Why do the orphans love going to the bakery down the street so much? Because their cookies are homemade.
What did death say during a helicopter crash?
KOBE!
A lady runs into a police station and yells, "Help, help! I've been graped!"
A police officer says, "Do you mean raped?"
The girl then replies, "No, there was a bunch of 'em!"
What do you call a lamp that molests young boys? A Jacko Lantern!
Why did Michael Jackson rush to H&M?
They had new Billie Jeans!
Can you make me a bowl of cereal? Oh wait, your dad never came back with the milk.
You want to hear a rape joke?

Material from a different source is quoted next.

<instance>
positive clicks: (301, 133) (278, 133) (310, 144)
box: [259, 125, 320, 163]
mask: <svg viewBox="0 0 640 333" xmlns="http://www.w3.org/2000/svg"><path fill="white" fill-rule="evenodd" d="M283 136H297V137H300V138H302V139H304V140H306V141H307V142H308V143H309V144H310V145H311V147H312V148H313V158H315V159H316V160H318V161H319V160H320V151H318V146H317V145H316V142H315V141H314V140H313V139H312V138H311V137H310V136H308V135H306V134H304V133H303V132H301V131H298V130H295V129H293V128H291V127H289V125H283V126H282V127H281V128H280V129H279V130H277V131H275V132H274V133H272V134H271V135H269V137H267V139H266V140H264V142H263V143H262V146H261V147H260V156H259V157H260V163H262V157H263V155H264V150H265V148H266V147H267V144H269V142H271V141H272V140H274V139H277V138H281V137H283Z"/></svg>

Yeah. Damn you ruined it.
Why wouldn’t Mrs. Grapes leave her children behind?
Because she loves raisin kids.
And the Lord said unto John, “Come forth and you will receive eternal life.”
But John came fifth, and he got a toaster.
How do you get away with rape? Identify as transgender. Women can never be accused of rape, obviously
You heard that Michael Jackson autopsy reports showed he died of food poisoning?
It’s because he ate some 8 year old nuts.
when is rape wrong on so many levels?
inside a lift.
Roses are red, violets are blue, my heart is dead, I'm such a fool. -Juice Wrld
What's long and not very hairy?
The conga line at the cancer department.